Far more than radiology images will be made available through the new technology, with as many as a dozen diagnostic departments at the Morecambe Bay trust set to make their imaging available trust-wide over the next two years, by storing it in the VNA.
Emma Jackson, PACS and radiology IT manager at University Hospitals of Morecambe Bay NHS Foundation Trust, said: “We are breaking down departmental silos without the need to get rid of established departments and disciplines. Across the hospital this is providing clinicians with much better access than they have ever had before. If they log into the PACS they already have as good a view as the radiologists do, and this will advance further as more and more ‘ologies’ use our new VNA to store patient imaging. This means the trust will have much better resilience and we are moving the confines of departments to an enterprise wide imaging system.”
Andy Wicks, chief information officer at University Hospitals of Morecambe Bay NHS Foundation Trust, added: “The Sectra deployment is an important component of our Electronic Patient Record strategy.

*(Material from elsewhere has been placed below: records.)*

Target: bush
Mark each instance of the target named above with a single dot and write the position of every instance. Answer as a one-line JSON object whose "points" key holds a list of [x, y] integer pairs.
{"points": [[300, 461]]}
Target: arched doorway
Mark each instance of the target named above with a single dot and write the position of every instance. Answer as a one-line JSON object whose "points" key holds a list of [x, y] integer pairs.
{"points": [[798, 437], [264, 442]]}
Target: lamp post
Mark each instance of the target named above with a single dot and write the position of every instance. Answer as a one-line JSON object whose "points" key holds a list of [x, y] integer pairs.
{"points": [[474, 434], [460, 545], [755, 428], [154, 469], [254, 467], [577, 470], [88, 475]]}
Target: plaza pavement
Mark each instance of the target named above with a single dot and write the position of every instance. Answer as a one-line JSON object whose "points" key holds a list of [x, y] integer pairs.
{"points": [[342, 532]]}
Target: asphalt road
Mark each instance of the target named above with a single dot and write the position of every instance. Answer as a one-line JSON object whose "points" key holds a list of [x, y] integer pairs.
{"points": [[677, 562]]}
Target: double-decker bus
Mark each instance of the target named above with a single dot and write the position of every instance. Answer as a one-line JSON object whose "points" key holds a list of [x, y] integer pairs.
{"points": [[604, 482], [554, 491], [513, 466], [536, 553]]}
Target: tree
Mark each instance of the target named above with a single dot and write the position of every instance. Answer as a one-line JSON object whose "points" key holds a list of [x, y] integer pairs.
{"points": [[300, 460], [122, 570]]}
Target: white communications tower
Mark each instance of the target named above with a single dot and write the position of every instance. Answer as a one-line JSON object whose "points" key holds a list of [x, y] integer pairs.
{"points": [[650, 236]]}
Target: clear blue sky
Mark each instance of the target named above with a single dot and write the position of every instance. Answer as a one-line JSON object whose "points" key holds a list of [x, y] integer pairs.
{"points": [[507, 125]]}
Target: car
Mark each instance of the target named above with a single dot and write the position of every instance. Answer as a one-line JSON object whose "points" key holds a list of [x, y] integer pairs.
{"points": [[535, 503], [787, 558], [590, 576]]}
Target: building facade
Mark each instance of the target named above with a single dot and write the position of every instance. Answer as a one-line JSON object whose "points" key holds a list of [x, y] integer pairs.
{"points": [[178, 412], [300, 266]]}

When our clinicians view PACS images at the bed side, they can do that in context of the wider patient record which now includes electronic results, doctors and nurses notes, assessments, care plans and a wealth of valuable information on which to base crucial clinical decisions.”

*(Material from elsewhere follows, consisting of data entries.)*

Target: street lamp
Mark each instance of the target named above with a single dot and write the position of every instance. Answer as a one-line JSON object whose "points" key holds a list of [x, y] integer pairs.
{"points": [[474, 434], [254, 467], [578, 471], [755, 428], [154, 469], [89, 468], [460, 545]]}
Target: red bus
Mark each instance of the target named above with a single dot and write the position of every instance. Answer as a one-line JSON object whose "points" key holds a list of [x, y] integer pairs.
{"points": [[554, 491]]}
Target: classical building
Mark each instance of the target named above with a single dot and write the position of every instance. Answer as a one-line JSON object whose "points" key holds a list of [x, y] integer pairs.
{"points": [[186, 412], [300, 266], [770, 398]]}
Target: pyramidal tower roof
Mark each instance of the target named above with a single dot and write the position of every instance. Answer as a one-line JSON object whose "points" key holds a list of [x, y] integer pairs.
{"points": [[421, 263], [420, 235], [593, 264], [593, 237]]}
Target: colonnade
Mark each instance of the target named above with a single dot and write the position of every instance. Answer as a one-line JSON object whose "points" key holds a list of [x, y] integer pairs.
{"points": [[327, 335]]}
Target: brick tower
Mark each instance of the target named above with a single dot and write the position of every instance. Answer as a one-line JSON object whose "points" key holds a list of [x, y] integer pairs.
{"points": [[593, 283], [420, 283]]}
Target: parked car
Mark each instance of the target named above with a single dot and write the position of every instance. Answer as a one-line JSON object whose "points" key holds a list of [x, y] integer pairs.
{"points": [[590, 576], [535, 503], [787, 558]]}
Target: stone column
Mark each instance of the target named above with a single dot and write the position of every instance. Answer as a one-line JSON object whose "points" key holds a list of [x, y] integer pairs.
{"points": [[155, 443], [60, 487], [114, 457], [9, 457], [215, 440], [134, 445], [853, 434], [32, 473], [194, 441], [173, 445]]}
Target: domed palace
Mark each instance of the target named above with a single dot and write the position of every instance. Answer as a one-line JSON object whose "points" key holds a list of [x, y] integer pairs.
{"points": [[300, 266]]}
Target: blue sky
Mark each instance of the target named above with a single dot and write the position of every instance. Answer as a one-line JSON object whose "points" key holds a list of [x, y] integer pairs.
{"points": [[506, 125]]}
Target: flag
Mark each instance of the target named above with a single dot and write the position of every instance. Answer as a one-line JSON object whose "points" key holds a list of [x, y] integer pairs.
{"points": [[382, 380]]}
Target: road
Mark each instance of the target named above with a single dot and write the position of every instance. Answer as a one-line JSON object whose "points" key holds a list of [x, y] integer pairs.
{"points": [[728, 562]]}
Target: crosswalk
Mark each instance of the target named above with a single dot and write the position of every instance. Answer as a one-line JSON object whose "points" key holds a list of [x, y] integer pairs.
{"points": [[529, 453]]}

Lancashire Teaching Hospitals NHS Foundation Trust, which has also now signed a contract, is expected to achieve similar enterprise wide and regional gains for Royal Preston Hospital and Chorley and South Ribble Hospital, when the trust goes live with the Sectra technology later in 2017.

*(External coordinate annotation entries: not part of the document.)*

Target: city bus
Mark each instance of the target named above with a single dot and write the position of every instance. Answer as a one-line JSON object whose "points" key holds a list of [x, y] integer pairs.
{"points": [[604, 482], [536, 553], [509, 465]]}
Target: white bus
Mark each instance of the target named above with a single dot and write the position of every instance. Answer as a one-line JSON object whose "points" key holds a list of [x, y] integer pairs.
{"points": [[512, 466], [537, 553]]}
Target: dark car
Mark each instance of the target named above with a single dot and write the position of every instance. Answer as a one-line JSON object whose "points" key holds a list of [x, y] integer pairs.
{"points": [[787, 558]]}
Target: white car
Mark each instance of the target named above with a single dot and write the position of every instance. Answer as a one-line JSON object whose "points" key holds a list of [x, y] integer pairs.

Dr Chooi Oh, clinical director for radiology and consultant radiologistat Lancashire Teaching Hospitals NHS Foundation Trust,said: “This is a big jump, not a minor transition. We will bemoving to a state of the art PACS driven workflow, with a system that will also allow us to audit our colleagues’ findings quickly and easily.
“Urgent findings about a patient’s condition can also be more easily flagged up to clinicians at the click of a button or voice command. This will facilitate and streamline the governance of such notifications more efficiently.
Jane Rendall, managing director UK & Ireland for Sectra, said: “Work in Morecambe Bay and Lancashire represents a real hunger in the NHS to integrate diagnostics with the rest of medicine and to make crucial imaging available in a timely manner to the people tasked with saving lives. Information can no longer be confined in radiology, pathology or any of the ‘ologies’. We need to make it accessible enterprise wide, and we need to ensure that vital intelligence from diagnostics can follow patients across organisational boundaries, so that healthcare professionals can make the best diagnoses and decisions for safer and better patient care.”